"Subtracting" Ordinals - possible?

Question

I was wondering whether it is possible to "subtract" ordinals, or in other words - does there exist an ordinal $\gamma$ for every pair of infinite ordinals $\alpha$ and $\beta$ such that $\alpha+\gamma=\beta$ or $\gamma+\alpha=\beta$...

Any ideas?

Answer 1

Subtraction on the right is not always possible (i.e., there exist ordinals $\alpha,\beta$ such that $\alpha\geq\beta$ and that, for no ordinal $\gamma$, we have $\gamma+\beta=\alpha$). An example is when $\alpha=\omega$ and $\beta=1$. The uniqueness doesn't hold either (e.g., $1+\omega=\omega=0+\omega$).

Subtraction on the left is, however, always possible (i.e., for every ordinals $\alpha,\beta$ such that $\alpha\geq\beta$, there exists a unique ordinal $\gamma$ such that $\beta+\gamma=\alpha$). This can be proven by transfinite induction (use Bernard's hint to show the existence of $\gamma$; for the uniqueness part, show by induction on the ordinal $y$ that, if $x,z$ are ordinals such that $x<y$, then $z+x<z+y$, which then implies that ordinal addition is left-cancellative, namely, for an ordinal $\gamma'$, if $\beta+\gamma=\beta+\gamma'$, then $\gamma=\gamma'$).

Answer 2

No, there isn't.
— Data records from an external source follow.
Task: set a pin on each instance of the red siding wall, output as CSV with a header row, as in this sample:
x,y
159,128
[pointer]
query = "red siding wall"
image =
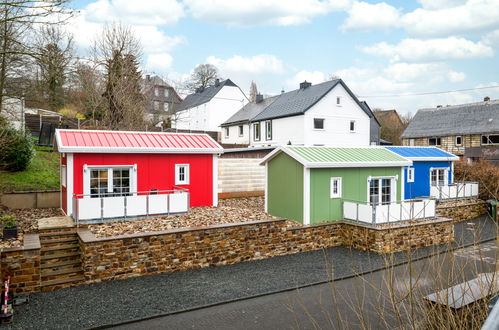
x,y
64,195
156,171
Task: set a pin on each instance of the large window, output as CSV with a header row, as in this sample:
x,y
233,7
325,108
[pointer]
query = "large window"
x,y
318,123
181,174
256,131
268,130
109,182
380,191
435,141
490,139
437,176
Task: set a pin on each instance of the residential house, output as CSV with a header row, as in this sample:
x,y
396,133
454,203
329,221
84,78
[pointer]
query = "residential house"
x,y
118,174
326,114
432,174
160,99
470,130
391,125
208,108
315,184
236,129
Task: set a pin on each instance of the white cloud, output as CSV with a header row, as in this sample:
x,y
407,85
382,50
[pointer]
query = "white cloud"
x,y
363,16
257,64
159,63
144,12
262,12
416,50
315,77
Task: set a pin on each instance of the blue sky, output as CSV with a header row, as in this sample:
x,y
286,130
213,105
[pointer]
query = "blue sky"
x,y
378,48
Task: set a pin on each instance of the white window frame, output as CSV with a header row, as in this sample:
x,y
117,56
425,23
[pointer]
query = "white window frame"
x,y
64,176
410,174
186,180
350,127
109,168
268,130
336,194
323,124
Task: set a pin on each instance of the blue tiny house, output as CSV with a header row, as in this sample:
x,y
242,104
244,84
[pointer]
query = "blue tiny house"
x,y
432,171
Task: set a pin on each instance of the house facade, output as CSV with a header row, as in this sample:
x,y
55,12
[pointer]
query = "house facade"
x,y
315,184
208,108
116,174
326,114
161,98
457,128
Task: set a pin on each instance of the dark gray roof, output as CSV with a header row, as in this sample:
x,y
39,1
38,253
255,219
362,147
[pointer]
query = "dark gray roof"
x,y
198,98
249,111
472,118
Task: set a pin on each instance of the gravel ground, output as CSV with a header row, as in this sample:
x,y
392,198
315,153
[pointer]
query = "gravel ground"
x,y
141,297
231,210
27,222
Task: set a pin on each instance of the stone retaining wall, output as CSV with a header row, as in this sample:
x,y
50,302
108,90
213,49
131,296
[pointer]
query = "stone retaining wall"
x,y
23,264
462,212
184,249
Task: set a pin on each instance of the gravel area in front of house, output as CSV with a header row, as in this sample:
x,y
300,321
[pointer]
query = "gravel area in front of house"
x,y
27,222
231,210
117,301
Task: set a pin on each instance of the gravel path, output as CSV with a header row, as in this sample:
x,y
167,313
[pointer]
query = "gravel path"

Say $\alpha + 1= \beta$. Then for $\alpha + \gamma$ to be equal to $\beta$, $\gamma$ must be $1$. But if $\alpha$ is infinite, then $1+\alpha = \alpha \neq \beta$.

That being said, we do have the notion of $\alpha - 1$, which is usually defined as $$ \alpha - 1 = \cases{\text{undefined (or $0$)} & if $\alpha = 0$\\\alpha & if $\alpha$ is limit ordinal\\ \beta & if $\alpha = \beta + 1$} $$

Answer 3

A left subtraction is always possible: let $\gamma$ be the unique ordinal isomorphic to the well-ordered set $$\bigl\{\xi\mid \alpha\le\xi<\beta\bigr\}.$$ One can show $\,\alpha+\gamma=\beta$.